08/01/2011 § 1 Comment

Alec Soth From Here to There Walker Art Center

Alec Soth Texan Theater

all images used with permission from alec soth.
top to bottom: map of travels (2006), texas theater – greenville, texas (2006), gallery shot – walker art center (2010)


a couple of blocks down from my childhood home was an old theater.  it was one of those iconic theaters built in the early half of the 20th century affixed with the typical very large landmark sign limned in big bright bulbs.  it should be hard to miss.

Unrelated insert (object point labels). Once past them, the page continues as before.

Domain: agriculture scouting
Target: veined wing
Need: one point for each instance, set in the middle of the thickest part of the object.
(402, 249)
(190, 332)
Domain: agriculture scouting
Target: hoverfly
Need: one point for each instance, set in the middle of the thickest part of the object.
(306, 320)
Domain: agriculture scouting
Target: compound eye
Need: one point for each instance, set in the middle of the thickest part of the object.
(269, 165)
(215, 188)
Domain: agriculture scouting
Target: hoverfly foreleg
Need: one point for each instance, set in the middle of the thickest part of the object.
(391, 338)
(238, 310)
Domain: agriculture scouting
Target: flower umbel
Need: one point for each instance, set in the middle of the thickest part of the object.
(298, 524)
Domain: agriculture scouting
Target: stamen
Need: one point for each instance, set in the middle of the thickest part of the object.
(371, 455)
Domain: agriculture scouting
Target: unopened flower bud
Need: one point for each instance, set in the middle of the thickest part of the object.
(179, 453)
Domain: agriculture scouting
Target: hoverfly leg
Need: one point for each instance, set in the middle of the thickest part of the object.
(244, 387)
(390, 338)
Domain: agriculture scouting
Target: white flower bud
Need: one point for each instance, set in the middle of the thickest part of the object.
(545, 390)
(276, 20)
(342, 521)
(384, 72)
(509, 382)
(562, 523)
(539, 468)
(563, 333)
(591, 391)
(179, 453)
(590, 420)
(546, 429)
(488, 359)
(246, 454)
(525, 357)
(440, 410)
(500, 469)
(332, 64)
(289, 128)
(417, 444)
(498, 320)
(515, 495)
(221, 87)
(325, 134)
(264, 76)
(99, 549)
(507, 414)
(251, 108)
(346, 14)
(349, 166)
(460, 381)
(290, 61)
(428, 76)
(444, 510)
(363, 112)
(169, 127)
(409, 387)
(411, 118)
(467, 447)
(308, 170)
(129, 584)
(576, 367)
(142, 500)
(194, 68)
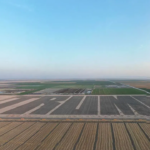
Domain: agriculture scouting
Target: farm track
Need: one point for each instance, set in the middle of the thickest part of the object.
(74, 135)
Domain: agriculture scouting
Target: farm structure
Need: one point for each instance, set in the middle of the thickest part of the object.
(74, 135)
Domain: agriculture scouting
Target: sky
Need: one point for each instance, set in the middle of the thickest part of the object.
(67, 39)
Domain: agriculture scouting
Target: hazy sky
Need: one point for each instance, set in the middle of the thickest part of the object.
(74, 39)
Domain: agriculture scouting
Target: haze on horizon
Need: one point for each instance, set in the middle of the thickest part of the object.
(55, 39)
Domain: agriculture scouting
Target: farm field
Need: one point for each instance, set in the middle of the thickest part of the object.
(138, 84)
(116, 91)
(76, 106)
(74, 135)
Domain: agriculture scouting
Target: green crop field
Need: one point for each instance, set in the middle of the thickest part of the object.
(116, 91)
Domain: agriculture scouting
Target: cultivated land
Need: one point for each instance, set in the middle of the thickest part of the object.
(75, 107)
(67, 87)
(74, 135)
(111, 118)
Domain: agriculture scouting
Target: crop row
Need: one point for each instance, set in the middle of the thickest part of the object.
(139, 139)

unfortunately, as a young kid i didn’t take enough advantage of the proximity of a theater.  not long after we settled into the neighborhood, though long enough for my brother to experience being thrown out for sneaking into r-rated movies, the theater closed.  it was eventually replaced by a hollywood video.  yay.  it seemed an odd decision given that mr. movies was just down the block.  the glitz and glam of hollywood video did not out last mr. movies.

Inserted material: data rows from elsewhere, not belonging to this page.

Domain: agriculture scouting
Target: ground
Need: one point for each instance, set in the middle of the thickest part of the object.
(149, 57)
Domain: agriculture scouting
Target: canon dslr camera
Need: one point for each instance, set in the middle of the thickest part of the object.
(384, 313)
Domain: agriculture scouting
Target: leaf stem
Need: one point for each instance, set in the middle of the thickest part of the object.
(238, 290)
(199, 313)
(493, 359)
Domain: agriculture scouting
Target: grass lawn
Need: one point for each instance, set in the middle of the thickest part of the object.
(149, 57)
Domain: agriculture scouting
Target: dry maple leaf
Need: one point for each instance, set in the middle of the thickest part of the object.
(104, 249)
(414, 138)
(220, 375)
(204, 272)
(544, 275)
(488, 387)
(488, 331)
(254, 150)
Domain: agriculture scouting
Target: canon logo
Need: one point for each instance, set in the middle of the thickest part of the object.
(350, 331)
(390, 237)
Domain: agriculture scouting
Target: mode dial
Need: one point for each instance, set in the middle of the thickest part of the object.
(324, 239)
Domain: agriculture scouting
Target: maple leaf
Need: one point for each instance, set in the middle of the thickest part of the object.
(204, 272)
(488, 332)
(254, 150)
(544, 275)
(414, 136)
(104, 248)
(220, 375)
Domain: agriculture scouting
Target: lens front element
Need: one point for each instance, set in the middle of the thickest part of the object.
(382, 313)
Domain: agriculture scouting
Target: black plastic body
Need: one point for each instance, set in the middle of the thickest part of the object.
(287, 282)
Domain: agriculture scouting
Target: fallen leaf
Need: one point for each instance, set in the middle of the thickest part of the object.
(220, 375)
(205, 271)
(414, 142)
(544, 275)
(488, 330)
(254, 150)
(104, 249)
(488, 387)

returning from my recent trip home i realized that i never looked to see what replaced the hollywood video.  i must have passed in font of the old theater a handful of times.  yet no matter how large the sign out front is, these monuments to the true high point of cinema now reside voiceless in the din of the city.

to underline this point, i spent five days in greenville, texas back in 2004.  a couple of friends and i had set up a refugee camp in a our friend ted’s parent’s living room.  we rode out the potential hurricane threat of ivan on new orleans in the calm comforts of this medium sized texas town.  five days in greenville and i have no memories of a onetime theater now quiltshop.  but, i do remember the good asian restaurant with a lazy susan.

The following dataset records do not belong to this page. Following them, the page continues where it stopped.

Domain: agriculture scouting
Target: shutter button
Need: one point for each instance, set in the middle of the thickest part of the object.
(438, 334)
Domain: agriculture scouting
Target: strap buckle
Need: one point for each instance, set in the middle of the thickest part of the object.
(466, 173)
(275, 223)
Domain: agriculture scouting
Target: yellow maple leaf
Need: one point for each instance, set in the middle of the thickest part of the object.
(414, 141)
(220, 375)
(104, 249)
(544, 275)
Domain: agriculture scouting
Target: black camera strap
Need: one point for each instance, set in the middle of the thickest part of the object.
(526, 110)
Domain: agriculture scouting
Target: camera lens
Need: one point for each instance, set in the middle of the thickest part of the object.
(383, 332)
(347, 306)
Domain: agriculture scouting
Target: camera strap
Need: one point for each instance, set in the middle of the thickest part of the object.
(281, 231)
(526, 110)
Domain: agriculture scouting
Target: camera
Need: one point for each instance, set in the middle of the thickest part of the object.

from here to there: alec soth’s america was an expansive and inspiring meandering through one man’s america.  with so many interesting projects in his portfolio i was especially interested in a series of images titled thirty three theaters and a funeral home.  inspired by wim wenders, soth documents defunct theaters in texas, in the style of the bechers, complete with a map of his travels.  if you ever have the chance to see his work, i demand you go.